Inspiration

Lazy people often find smarter ways to stay lazy and I'm no exception. When we come across a problem while browsing or using an app, and we think "AI could help here," the usual process is tedious: copy the content, open a new tab, visit an AI platform, paste the query, and only then get a response. To be honest, that’s a lot of work and definitely not efficient.

What if there was a simpler way? Imagine a screen overlay you could toggle with a single click. It would instantly let you ask for help or generate solutions right within your current screen, without ever switching context.

That’s how I envisioned Suryen—a personal desktop companion with an intelligent overlay, and so much more.

What it does

Suryen is a multi-functional, AI-powered assistant that brings several powerful capabilities right to your screen:

  • Screen Overlay Interface: Seamlessly sits on top of your current window, allowing you to ask questions or get summaries without ever switching tabs.

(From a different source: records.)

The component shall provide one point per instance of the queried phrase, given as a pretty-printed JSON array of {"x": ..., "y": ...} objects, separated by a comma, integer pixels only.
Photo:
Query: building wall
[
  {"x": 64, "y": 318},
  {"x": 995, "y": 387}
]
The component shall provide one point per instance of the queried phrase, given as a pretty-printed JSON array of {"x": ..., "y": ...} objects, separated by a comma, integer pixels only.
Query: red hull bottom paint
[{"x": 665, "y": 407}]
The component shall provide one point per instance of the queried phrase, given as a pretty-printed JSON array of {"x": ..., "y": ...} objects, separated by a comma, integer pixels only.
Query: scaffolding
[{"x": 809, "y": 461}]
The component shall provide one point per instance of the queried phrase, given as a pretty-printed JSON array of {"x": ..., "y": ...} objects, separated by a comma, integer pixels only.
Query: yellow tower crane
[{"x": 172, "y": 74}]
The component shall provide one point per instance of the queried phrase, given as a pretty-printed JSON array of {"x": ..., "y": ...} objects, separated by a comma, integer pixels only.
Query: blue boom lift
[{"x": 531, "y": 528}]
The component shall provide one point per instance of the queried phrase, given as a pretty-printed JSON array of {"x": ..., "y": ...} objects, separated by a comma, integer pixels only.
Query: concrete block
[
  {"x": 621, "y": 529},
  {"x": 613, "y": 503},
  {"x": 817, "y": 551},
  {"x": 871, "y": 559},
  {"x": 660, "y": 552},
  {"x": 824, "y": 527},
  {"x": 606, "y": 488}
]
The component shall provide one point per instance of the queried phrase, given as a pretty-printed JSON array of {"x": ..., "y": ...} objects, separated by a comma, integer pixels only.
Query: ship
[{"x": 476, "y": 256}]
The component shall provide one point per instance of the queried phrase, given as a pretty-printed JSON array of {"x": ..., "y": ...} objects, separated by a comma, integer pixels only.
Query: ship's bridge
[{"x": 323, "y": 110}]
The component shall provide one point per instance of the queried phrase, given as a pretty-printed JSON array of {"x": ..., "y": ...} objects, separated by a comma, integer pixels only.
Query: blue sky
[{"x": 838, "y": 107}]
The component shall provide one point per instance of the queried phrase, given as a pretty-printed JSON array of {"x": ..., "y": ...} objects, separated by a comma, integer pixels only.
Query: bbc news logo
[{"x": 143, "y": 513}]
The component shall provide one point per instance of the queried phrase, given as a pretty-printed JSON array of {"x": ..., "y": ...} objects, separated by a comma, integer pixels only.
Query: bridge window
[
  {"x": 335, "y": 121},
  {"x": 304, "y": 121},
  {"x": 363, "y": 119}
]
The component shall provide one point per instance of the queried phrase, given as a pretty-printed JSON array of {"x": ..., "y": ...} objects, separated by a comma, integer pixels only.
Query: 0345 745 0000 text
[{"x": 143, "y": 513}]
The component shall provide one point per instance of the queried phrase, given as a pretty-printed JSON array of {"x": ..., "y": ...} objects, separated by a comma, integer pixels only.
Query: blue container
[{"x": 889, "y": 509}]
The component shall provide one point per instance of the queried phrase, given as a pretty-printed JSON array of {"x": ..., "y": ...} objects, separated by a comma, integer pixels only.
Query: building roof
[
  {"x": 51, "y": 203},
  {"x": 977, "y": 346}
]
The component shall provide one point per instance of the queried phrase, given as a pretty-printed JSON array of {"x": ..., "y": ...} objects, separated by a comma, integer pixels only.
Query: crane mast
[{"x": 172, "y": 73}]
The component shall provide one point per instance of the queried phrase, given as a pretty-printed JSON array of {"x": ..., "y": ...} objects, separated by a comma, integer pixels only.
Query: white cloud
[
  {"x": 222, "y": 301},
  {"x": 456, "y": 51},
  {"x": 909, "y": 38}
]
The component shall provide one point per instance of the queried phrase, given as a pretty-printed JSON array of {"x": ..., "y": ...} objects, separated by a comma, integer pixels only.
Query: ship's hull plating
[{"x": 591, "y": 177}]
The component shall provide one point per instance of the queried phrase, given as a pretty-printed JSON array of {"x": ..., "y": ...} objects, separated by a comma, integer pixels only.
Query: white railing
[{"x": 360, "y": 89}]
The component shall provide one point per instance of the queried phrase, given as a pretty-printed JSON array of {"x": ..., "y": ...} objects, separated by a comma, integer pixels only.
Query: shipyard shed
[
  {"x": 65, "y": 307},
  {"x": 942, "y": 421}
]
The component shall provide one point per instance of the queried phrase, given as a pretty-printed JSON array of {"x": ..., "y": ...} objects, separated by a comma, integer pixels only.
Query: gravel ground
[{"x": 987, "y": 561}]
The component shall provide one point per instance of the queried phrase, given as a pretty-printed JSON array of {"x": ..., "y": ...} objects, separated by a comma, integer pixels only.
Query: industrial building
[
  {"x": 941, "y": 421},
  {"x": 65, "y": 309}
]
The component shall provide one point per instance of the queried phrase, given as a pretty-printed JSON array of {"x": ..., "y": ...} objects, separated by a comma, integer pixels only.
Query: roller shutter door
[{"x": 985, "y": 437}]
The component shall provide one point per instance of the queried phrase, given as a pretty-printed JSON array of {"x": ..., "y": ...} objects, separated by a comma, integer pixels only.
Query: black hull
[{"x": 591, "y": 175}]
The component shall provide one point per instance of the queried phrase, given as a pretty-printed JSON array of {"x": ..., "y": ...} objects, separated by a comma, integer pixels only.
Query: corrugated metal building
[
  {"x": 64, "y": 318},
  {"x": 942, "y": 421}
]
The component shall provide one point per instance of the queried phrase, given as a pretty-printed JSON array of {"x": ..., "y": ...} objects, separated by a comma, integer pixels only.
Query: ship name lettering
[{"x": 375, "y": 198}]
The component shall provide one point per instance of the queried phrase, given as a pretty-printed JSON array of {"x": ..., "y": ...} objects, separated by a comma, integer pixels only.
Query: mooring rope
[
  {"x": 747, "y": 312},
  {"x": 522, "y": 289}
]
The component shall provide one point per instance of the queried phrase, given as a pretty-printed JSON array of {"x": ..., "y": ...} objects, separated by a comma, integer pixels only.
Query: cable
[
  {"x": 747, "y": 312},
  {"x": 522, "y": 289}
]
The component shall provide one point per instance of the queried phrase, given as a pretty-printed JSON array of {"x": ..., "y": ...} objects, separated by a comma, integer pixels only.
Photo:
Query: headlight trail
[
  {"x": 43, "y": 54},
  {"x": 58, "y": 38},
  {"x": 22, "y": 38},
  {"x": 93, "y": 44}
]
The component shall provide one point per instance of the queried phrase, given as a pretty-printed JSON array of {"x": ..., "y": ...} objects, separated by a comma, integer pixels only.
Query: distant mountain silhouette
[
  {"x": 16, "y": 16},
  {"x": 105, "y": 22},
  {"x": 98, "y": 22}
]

  • Webpage Reader: Understands and processes the content of any webpage or just about the screen you're viewing, enabling contextual responses and interactions

  • YouTube Audio Deciphering: Can extract and analyze spoken content from YouTube videos to provide summaries, transcripts, or insights.

  • Realtime News Feed (via Firebase): Integrated with Firebase Realtime Database to keep track of trending news and hot topics, offering updates in real time.

  • History Tab: Maintains a searchable log of your past queries and interactions, so you never lose track of important information.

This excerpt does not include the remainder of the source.